Куда, как и когда разошлись пути двух Украин — правильной и неправильной? Важный, фундаментальный вопрос. Потому что произошла чудовищная подмена. Годами на украинской территории прививались ложные ценности и разрушительные нарративы, и подлинная Украина заменялась жутким суррогатом, сваренным из национализма, примитивизма, симулякров европейского рая и воинственных паттернов, рождающих в украинцах деструктивную двойственность. Когда, например, национализм — это и не о нации вовсе, а сугубо о продаже и перепродаже. Эту двойственность Кеворкян прекрасно показывает в своей книге. И, конечно, прощается с ней: «Обернулся назад, где низким горизонтом простиралась Украина, и первый раз за несколько месяцев почувствовал себя в безопасности. Теперь всё будет хорошо. Сел в машину и поехал вперёд — не торопясь, смакуя дорогу и даже насвистывая что-то игривое».

Но прощается ли он с самой Украиной? Нет, конечно. Он хочет вернуться и знает, как многое исправить. Кстати, одна из самых трогательных страниц в книге начинается именно с этих слов: «Когда я вернусь, нужно будет сделать множество дел…» И дальше — перечисления, потому что Харьков не будет оставлен, как не будет оставлена и правильная Украина. За неё можно и нужно бороться. За ту Украину, что созидает, что не надкусывает, но кормит, что рождает своё без дешёвого гонора.

(сс) Ekaterina Polischuk
Харьков

«Так союзно и вместе могли веселиться только люди, для которых слово Родина звучит природно, громадно.
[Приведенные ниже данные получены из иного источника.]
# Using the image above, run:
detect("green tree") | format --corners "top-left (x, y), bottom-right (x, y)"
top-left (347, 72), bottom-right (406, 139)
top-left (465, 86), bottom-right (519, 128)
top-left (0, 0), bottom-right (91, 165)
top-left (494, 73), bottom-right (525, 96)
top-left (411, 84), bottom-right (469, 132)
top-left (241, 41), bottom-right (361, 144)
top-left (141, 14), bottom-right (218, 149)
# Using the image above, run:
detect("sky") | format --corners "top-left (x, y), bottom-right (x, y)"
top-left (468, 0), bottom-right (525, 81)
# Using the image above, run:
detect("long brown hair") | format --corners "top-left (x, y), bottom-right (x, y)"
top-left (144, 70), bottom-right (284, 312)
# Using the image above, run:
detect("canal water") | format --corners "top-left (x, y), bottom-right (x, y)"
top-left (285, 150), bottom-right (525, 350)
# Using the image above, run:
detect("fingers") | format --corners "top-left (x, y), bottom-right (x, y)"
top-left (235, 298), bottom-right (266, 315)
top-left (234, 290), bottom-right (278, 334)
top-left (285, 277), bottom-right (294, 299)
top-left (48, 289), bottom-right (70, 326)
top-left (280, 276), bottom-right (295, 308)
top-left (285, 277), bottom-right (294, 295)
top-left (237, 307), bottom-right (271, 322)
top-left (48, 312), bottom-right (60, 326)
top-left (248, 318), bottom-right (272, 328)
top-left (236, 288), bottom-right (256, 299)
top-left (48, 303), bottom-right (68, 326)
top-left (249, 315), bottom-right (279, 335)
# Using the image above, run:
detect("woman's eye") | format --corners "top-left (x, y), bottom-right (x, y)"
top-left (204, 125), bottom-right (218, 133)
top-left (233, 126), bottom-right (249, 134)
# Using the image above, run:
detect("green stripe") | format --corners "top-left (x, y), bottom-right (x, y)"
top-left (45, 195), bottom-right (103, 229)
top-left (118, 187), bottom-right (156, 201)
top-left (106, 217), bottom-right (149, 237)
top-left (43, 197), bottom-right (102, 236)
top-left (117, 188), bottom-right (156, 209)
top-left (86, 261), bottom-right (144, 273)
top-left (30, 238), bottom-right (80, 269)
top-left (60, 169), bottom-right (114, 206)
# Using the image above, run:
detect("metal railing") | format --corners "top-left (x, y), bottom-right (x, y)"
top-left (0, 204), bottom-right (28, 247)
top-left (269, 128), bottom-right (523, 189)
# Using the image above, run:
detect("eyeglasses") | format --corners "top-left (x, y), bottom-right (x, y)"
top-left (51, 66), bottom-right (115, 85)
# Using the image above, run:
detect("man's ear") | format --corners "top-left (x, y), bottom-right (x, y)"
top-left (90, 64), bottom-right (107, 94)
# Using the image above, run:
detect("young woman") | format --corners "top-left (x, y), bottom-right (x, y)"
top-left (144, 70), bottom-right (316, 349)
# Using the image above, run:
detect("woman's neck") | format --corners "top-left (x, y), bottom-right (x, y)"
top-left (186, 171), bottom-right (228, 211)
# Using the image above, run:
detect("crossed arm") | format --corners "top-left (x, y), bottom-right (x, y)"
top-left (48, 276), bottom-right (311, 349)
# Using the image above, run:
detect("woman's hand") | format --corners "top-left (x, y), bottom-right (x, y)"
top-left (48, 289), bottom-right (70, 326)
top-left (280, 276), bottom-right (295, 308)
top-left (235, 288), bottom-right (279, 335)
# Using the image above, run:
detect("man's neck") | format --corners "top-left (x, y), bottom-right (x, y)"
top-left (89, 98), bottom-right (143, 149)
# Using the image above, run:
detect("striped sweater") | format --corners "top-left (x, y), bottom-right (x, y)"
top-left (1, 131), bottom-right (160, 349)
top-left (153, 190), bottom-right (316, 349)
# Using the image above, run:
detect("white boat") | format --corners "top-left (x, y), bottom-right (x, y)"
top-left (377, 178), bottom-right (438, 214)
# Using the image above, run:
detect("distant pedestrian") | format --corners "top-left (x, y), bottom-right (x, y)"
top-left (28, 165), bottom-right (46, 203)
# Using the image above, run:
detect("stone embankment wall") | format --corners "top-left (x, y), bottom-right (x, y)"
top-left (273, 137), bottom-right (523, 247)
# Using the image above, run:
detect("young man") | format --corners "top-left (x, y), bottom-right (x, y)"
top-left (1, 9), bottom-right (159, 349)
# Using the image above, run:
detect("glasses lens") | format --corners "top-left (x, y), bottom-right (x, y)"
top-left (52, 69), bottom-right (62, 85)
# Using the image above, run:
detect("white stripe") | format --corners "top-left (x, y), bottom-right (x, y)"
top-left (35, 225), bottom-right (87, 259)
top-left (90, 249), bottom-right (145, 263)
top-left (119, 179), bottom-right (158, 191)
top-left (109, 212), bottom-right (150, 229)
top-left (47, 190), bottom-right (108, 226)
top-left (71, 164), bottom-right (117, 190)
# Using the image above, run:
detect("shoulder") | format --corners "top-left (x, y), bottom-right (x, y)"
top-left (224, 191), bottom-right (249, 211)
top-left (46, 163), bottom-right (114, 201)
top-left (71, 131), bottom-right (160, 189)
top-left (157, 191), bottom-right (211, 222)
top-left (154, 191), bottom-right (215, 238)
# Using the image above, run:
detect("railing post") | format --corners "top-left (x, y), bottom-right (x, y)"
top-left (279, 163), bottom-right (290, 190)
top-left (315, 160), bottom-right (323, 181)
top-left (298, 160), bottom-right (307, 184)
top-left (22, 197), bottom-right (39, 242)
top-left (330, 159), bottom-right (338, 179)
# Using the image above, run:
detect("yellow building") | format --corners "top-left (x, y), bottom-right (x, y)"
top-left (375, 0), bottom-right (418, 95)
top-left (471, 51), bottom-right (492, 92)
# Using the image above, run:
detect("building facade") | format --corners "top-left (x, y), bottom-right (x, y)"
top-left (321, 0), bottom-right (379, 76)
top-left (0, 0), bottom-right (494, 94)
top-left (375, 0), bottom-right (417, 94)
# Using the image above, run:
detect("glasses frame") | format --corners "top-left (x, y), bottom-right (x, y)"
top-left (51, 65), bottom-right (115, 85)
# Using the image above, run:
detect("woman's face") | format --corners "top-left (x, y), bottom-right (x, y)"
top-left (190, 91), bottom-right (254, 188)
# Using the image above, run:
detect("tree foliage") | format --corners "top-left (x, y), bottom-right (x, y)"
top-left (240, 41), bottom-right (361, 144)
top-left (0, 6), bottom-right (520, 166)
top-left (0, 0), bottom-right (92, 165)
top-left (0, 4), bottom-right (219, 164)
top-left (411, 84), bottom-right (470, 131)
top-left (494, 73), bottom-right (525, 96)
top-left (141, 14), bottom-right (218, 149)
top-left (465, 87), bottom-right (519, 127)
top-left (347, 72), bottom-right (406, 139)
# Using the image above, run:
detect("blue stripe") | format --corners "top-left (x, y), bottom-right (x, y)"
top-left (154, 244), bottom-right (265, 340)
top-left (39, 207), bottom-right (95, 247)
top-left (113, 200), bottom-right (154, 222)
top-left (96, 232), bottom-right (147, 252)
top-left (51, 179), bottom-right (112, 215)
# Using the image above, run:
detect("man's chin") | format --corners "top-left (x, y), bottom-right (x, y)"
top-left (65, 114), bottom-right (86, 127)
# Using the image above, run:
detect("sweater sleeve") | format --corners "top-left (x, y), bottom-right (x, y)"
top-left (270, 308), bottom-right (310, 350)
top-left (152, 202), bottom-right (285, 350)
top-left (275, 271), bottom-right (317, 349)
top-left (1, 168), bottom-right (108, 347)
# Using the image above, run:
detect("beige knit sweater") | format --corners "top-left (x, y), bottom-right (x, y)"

Вы хоть понимаете, что Родину можно любить без вышиванки? Без танков? И даже без наложения на себя рук во время исполнения гимна». Это написано о другом времени, да, но разве не актуальны данные слова и сегодня? Есть иная Украина, достойная и себя, и других. По ней тоскует Кеворкян, о ней он пишет с любовью, и любовь эта передаётся читателю. В современном мире, расшатанном конфликтами, лично мне это видится особенно важным.

Ну и бонусами в книге — отличные эссе и очерки о Москве, Санкт-Петербурге, Крыме, поколенческие вещи, мемуарные зарисовки — всё это исполнено Кеворкяном в лёгкой манере, но с максимально точной оптикой восприятия. Особый талант — писать о серьёзном, глубинном без тяжести слога, без патетики, подчёркивая суть ненавязчивыми штрихами, пряча порою за смешливыми нотками мудрую грусть тех, кто обязательно хочет вернуться туда, где можно и нужно говорить о серьёзном. Собственно, книга Константина Кеворкяна, как мне видится, приглашение именно к такой беседе.